The Great Bridge was heavily congested that morning. It was a Wednesday, and traders from the surrounding villages streamed
towards the Market Square to sell their wares – sacks of grain and flour, noisy livestock, brown eggs
wrapped in straw, winter vegetables past their best, and rough baskets and mats woven from Fenland reeds.
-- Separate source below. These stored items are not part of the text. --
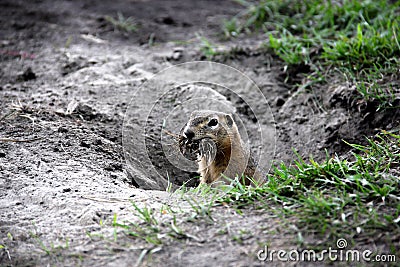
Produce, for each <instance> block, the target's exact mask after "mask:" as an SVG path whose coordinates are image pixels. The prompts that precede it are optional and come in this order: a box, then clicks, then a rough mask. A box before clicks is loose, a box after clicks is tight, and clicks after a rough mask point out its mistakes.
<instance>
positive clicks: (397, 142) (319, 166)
mask: <svg viewBox="0 0 400 267" xmlns="http://www.w3.org/2000/svg"><path fill="white" fill-rule="evenodd" d="M367 142H368V144H367V145H364V146H363V145H358V144H348V145H349V146H350V147H351V148H352V153H351V154H350V153H349V154H348V155H346V156H345V157H344V156H343V157H339V156H332V157H331V156H329V155H327V157H326V160H325V161H323V162H316V161H314V160H313V159H312V158H310V159H309V160H308V161H305V160H303V159H302V158H301V157H300V156H299V155H298V154H297V153H296V152H295V154H296V155H297V157H298V159H297V160H296V161H295V163H294V164H293V165H286V164H283V163H281V164H279V165H275V167H274V168H273V170H272V171H271V172H270V174H268V175H267V182H266V183H265V184H263V185H258V186H244V185H242V184H241V183H239V182H238V181H237V180H232V182H231V184H230V185H225V186H221V187H217V188H214V187H210V186H208V185H202V186H199V187H197V188H182V189H181V190H180V191H179V192H175V194H176V195H177V196H181V197H182V199H181V201H180V202H179V203H180V204H179V205H178V206H176V207H174V206H169V205H163V207H162V208H161V211H160V212H156V210H154V209H150V208H147V207H146V206H145V207H139V206H138V205H137V204H135V203H133V202H132V206H133V208H134V214H135V216H136V217H137V220H135V222H118V221H117V216H116V215H115V216H114V221H113V224H112V225H113V226H114V227H115V229H122V230H123V231H122V232H123V233H125V235H126V236H129V237H130V238H133V239H135V240H142V241H144V242H145V243H146V244H148V245H149V246H150V247H149V249H150V248H151V249H154V248H155V247H161V246H167V245H170V244H171V242H172V243H173V242H183V243H185V242H188V240H193V241H196V242H204V240H203V239H201V238H199V237H198V234H199V232H196V230H195V229H198V228H200V229H202V228H204V227H205V228H206V229H208V228H210V227H211V228H212V229H214V230H213V231H214V232H215V233H216V234H217V235H218V236H219V237H220V238H222V239H223V238H225V237H224V236H227V238H229V239H230V240H232V241H234V242H237V243H239V244H242V242H243V241H244V240H247V239H249V238H250V239H251V238H254V237H255V236H257V235H259V232H258V231H261V230H260V229H258V230H257V227H254V228H248V227H243V228H240V229H231V228H230V224H229V223H227V221H226V217H224V216H226V214H225V215H222V214H223V210H230V212H229V213H232V212H233V211H235V214H237V215H238V216H241V219H240V220H246V214H247V213H249V212H250V211H252V210H260V211H263V212H262V213H263V214H264V213H265V214H270V215H268V216H273V217H276V218H279V221H280V223H281V224H282V225H281V229H292V230H291V231H292V234H293V235H292V237H293V240H292V242H293V243H300V244H301V245H302V247H303V246H306V247H307V248H315V249H320V248H321V249H326V248H327V247H328V246H334V245H335V243H334V242H335V240H337V239H338V238H345V239H346V240H347V241H348V242H349V244H350V245H351V246H358V247H362V246H363V245H367V244H371V243H375V244H385V246H386V247H385V249H388V250H390V252H391V253H393V254H395V253H397V251H398V250H399V249H400V247H399V244H398V239H397V238H398V237H399V236H400V224H399V223H400V178H399V177H400V135H399V133H398V132H392V133H390V132H386V131H383V132H381V133H380V134H378V135H376V136H375V137H374V138H372V139H367ZM181 191H184V192H181ZM185 201H186V202H185ZM184 203H186V207H184ZM221 211H222V212H221ZM229 218H231V217H229ZM229 222H230V221H229ZM268 228H269V227H268ZM203 231H204V230H203ZM274 231H275V230H274ZM116 235H117V234H116ZM202 240H203V241H202ZM115 241H117V237H115ZM261 241H262V240H261ZM135 242H136V241H135ZM386 251H387V250H386Z"/></svg>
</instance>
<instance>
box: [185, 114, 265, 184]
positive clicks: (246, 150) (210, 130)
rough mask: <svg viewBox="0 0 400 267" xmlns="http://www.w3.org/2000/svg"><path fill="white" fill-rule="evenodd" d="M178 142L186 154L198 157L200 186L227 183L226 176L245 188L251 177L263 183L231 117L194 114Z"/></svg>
mask: <svg viewBox="0 0 400 267" xmlns="http://www.w3.org/2000/svg"><path fill="white" fill-rule="evenodd" d="M178 143H179V148H180V151H181V153H182V154H183V155H185V156H187V157H190V156H191V157H192V159H193V156H196V157H197V159H198V164H199V169H198V172H199V173H200V175H201V177H200V183H207V184H216V183H215V182H216V181H217V180H218V183H220V182H222V183H224V182H226V180H225V179H224V177H228V178H231V179H234V178H235V177H239V179H240V180H241V182H244V184H246V185H249V184H251V180H250V179H249V178H251V179H252V180H253V181H256V182H257V183H258V184H260V183H262V182H263V177H262V175H261V174H260V172H259V171H258V170H257V168H256V166H255V164H254V161H253V159H252V157H251V156H250V153H249V150H248V149H246V146H245V144H244V142H243V140H242V138H241V136H240V133H239V131H238V127H237V125H236V123H235V121H234V120H233V117H232V115H231V114H226V113H222V112H217V111H212V110H201V111H194V112H193V113H192V114H191V115H190V118H189V121H188V122H187V124H186V125H185V126H184V127H183V128H182V130H181V133H180V135H179V141H178ZM221 178H222V179H221Z"/></svg>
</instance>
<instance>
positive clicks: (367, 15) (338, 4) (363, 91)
mask: <svg viewBox="0 0 400 267" xmlns="http://www.w3.org/2000/svg"><path fill="white" fill-rule="evenodd" d="M236 2H239V3H241V4H242V5H243V6H244V9H243V11H242V12H241V13H239V14H238V15H237V16H235V17H233V18H232V19H231V20H228V21H224V22H223V31H224V33H225V35H226V36H228V37H235V36H238V34H240V33H251V32H255V33H257V34H265V35H266V36H267V38H266V39H267V40H266V42H265V46H266V48H267V49H268V50H269V51H270V52H271V53H273V54H275V55H277V56H278V57H279V58H281V59H282V60H283V61H284V62H285V63H286V64H288V65H302V64H305V65H307V66H309V67H310V73H309V76H310V77H308V78H309V79H316V78H318V79H319V80H320V81H326V79H321V77H319V76H321V73H324V74H325V75H326V74H328V75H329V74H331V72H329V71H327V70H334V69H339V70H340V71H341V72H344V73H347V74H348V75H350V76H351V77H352V82H354V83H355V85H356V88H357V89H358V91H359V92H360V94H361V96H362V97H364V99H365V100H366V101H368V102H376V103H377V108H378V109H381V108H386V107H393V106H396V105H399V103H398V97H397V99H396V98H395V97H393V96H394V95H395V92H397V93H399V87H398V86H397V87H390V88H383V89H380V88H379V87H380V85H379V84H378V83H376V82H372V80H374V79H376V77H377V76H380V77H381V79H390V77H392V76H393V75H398V74H397V72H398V69H399V67H400V62H399V60H398V59H399V58H400V45H399V38H398V36H399V32H400V31H399V23H400V2H398V1H396V2H394V3H392V2H393V1H386V0H377V1H370V0H364V1H354V0H341V1H322V0H311V1H300V0H294V1H293V0H279V1H267V0H261V1H252V2H250V1H245V0H237V1H236ZM316 76H317V77H316ZM396 79H397V82H398V80H399V78H396ZM396 100H397V102H396Z"/></svg>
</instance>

Agitated whinnies,
baleful lows and furious honks and hisses expressed what the animals thought of the tightly packed, heaving throng that jostled
and shoved to cross the river.

It was not just farmers in homespun browns or brightly clad merchants who wanted access to the town that day. The sober hues
of academic tabards and monastic habits – the blacks, browns and whites of Dominicans, Carmelites, Franciscans and the occasional
Benedictine – were present, too. Scholars from Michaelhouse, Valence Marie, Bene’t College and countless other institutions
were pouring out of Merton Hall to join the press, all anxious to be home in time for their midday meal.

As people pushed in their haste to be across the bridge, the crush intensified. A pair of tinkers with handcarts became jammed
at the narrow entrance, and their irritable altercation was soon joined by others, who just wanted them to shut up and move
on. Bartholomew watched the unfolding scene uneasily. The Great Bridge was not the most stable structure in the town, and
collapses were not unknown. It was in desperate need of renovation, and he wished the burgesses would stop discussing how
expensive it would be and just mend the thing.

‘We will be late,’ said Michael loudly, annoyed by the delay. ‘And Gonville Hall might start eating without us.’

‘The bridge should not be subjected to this level of strain,’ said Bartholomew. His attention was fixed on the central arch,
which he was certain was bowing under the weight of a brewer’s dray and its heavy barrels of ale. ‘It is not strong enough.’

‘Rougham told me that the meal at Gonville today will cost a
whole
groat for each person,’ fretted Michael, thinking about what he stood to lose if they took much longer to cross. ‘He says
there is a side of beef to be shared between
just ten of us, not to mention roast duck, fat bacon and half a dozen chickens.
And
there will be Lombard slices to finish.’

‘Did you see that?’ exclaimed Bartholomew, pointing in alarm. ‘A spar just dropped from the left-hand arch and fell into the
water!’

‘One of the carts knocked it off,’ said Michael dismissively. He reconsidered uneasily. ‘However, if it is going to tumble
down, I hope it does not do so until we are over. I do not want to walk all the way around to the Small Bridges in order to
reach Gonville. There will be nothing left to eat by the time we get there.’